Putting up Walls, Not Opening Doors

November 11, 2004 |
With the Bush administration solidly in Sharon's corner, multilateral efforts, such as those advocated by Blair and the Quartet, will inevitably fall flat.

The passing of Yasser Arafat -- now living out his last moments in Paris -- will not open up new opportunities for multilateral negotiating. It's too late for that: The new order for the Israeli-Palestinian feud is unilateral engineering.

Today, Prime Minister Tony Blair is scheduled to arrive in the States to tell President George W. Bush, as he has told Britons, that "the need to revitalize the peace process is the single most pressing challenge in our world today." Blair will argue that the departure of Arafat -- whom few regarded as a "partner for peace" -- offers a fresh moment for a new round of peace talks.

Blair, of course, is Bush's stalwart ally in the Iraq war. And, like world opinion overall, British public opinion is substantially pro-Palestinian. So Blair, routinely derided in the British media as "Bush's poodle," is eager to show that he has influence on the president in regard to the Israel-Palestine issue. After all, he faces a re-election battle of his own. Most likely, Blair will seek to reinvigorate "the Quartet" -- the United States, the United Nations, the European Union, Russia -- as an instrument of multilateral mediation.

But the Israelis mistrust the non-American three-fourths of that Quartet. And so do many in the U.S. government -- and probably Bush himself.

In the meantime, the Jerusalem government of Prime Minister Ariel Sharon believes it has found the optimum available solution for the Palestinian problem. Call it the Great Wall of Israel. Every day now, construction crews are building a huge physical barrier between Jews and Arabs. According to current plans, the Wall will put perhaps a tenth of the West Bank territory -- and possibly 100,000 Palestinians -- on the Israeli side, in what will likely amount to a permanent annexation of that land.

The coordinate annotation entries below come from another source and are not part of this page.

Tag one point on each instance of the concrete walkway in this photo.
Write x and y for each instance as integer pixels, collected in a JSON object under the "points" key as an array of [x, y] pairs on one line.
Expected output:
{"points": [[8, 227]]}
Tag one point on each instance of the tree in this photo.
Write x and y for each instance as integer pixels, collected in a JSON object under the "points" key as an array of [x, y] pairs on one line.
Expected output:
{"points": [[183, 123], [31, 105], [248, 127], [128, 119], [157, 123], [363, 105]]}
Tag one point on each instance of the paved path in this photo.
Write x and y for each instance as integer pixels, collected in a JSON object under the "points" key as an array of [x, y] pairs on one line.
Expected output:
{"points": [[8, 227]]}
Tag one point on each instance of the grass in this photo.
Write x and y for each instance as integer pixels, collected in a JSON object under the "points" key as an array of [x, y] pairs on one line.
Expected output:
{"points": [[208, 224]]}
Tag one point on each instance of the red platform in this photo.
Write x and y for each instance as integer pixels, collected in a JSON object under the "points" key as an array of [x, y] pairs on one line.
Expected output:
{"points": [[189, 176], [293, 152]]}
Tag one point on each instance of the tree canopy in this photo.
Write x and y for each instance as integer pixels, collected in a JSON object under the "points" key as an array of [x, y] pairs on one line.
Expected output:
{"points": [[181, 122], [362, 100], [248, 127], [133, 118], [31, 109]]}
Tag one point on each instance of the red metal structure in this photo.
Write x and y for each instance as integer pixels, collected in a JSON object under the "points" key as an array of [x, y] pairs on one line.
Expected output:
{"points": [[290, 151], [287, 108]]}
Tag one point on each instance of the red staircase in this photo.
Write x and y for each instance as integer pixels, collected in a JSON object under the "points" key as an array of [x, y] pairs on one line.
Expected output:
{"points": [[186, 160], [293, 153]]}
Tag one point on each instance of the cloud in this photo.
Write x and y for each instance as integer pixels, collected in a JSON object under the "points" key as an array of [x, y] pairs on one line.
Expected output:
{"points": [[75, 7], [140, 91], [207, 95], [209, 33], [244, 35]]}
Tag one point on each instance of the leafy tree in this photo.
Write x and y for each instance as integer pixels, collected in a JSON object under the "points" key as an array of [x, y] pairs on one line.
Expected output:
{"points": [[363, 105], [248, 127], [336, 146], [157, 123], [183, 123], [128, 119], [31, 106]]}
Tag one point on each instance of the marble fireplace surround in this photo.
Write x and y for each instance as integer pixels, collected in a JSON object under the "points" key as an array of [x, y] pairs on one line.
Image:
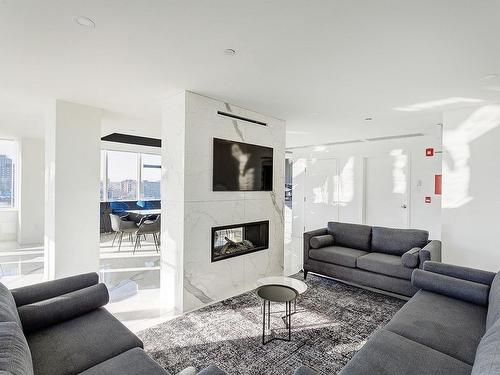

But crucially, the Wall, when completed, will put more than 2 million Palestinians outside the fence, sealed off, it's hoped, from further acts of violence against the Jewish state. Of course, security is never that easy. In the West Bank, and also in the Gaza Strip, Israelis will continue to exercise military control, mostly to prevent the infiltration of weapons. In effect, the West Bank and Gaza will be two disconnected territories for some 3 million Palestinians, surrounded by Israeli concrete and barbed wire.

Palestinians and their supporters, not surprisingly, are outraged. The Israeli answer is that Arafat had a chance to gain at least the semblance of a Palestinian state four years ago, during the waning days of the Clinton administration. But now it's too late: the Sharon government is changing the facts on the ground, permanently. So there's nothing to negotiate.

Will the Wall work? Daniel Pipes, of the neoconservative Middle East Forum, predicted on Fox News that the Palestinian areas would dissolve into "chaos and anarchy" and that "two different warlords" might end up in charge of the two zones. But will it be possible to insulate Israel from such violence? Martin Van Creveld, author of the new book "Defending Israel: A Controversial Plan Toward Peace," advises building "a wall so high that a bird can't fly over it."

That will be difficult. Just on Saturday, Hezbollah, the guerrilla group based in Lebanon, succeeded in flying a small drone plane over Israeli territory before landing it safely back in Lebanon. Where was the Israeli air-defense system? Good question. And what might Hezbollah succeed in flying next? Better question.

The Sharon government's response will be to redouble security efforts because, it says, there is no alternative to unilateral security measures. And, with the Bush administration solidly in Sharon's corner, multilateral efforts, such as those advocated by Blair and the Quartet, will inevitably fall flat.

So Arafat's death will be an anti-climax. The era of "peace talks" is over; the era of wall-building has begun. But, as we look ahead, the question for Americans is whether it's possible to put a security wall around all the U.S. interests in the Middle East -- starting with the devastated town of Fallujah.